Chi sceglierebbe Luis Alberto tra Simone Inzaghi e Maurizio Sarri? Ecco la risposta…

La differenza

Difficile scegliere tra Simone Inzaghi e Maurizio Sarri, entrambi tecnici preparati e vincenti, ma così diversi sul piano caratteriale, parola di Luis Alberto:

Inzaghi era un amico, un padre per tutti noi. Sarri invece ha una personalità diversa, più forte. Secondo me tra due o tre mesi la Lazio divertirà tanto.

Un’idea bellissima

Il calcio di Sarri ha subito conquistato Luis Alberto, sicuro che la Lazio con lui in panchina possa spiccare il volo:

Sarri ha un’idea di gioco bellissima, l’abbiamo vista a Napoli o a Empoli. Non so se vinceremo qualcosa, ma sicuramente ci sarà da divertirsi. E per gli avversari sarà molto complicato: la nostra qualità è molto simile a quella del suo Napoli. Anzi, sotto alcuni aspetti posso dire che siamo anche migliori. Per ora il nostro obiettivo è il quarto posto, dobbiamo prendere tutti i punti possibili, ma sappiamo anche di essere una squadra in costruzione. Abbiamo bisogno di capire bene quello che ci chiede il mister, solo dopo potremo fare grandi cose.

L’eredità

Se la Lazio di Sarri riuscirà a centrare obiettivi ambiziosi il merito sarà anche del lavoro svolto da Simone Inzaghi, fondamentale per la crescita e la definitiva esplosione di Luis Alberto:

Ero arrivato l’ultimo giorno di mercato, in una stagione senza coppe europee, Inzaghi schierava in campo sempre gli stessi undici. E poi, nel 4-3-3, penso nemmeno lui sapesse dove mettermi. Perciò i primi tre-quattro mesi furono devastanti: è stato il momento più complicato della mia carriera. Avevo perso la testa, non volevo nemmeno più andarmi ad allenare.
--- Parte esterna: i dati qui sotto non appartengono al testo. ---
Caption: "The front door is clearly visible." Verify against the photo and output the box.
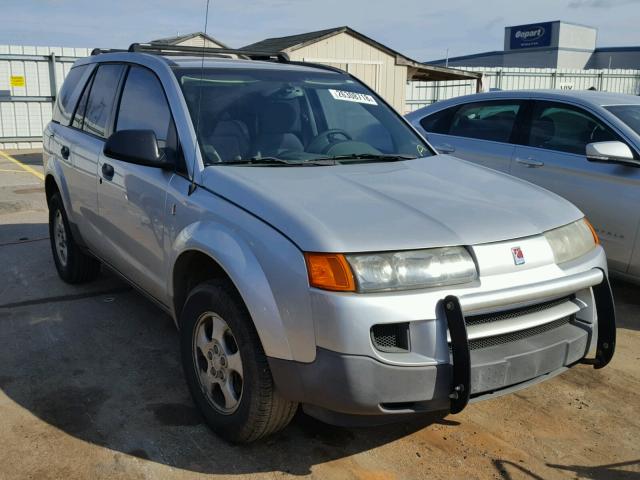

Una roba che non mi era mai successa. Con il mio mental coach Campillo è cambiato tutto. Anche se continuavo a non giocare, tutti i miei compagni e lo staff dicevano che ero il giocatore migliore in allenamento. A fine anno andai dal mister e gli dissi: ok, troviamo una soluzione, vado via. E invece Inzaghi mi disse, no, non vai da nessuna parte. Cominciai a fare il regista dopo l’addio di Biglia, per me era bellissimo: prendevo la palla e non c’era nessuna pressione. Sono passato in pochi mesi dall’andare via al giocare quasi duecento partite con la Lazio. Il calcio è così, in un giorno può cambiare tutto, nel bene e nel male.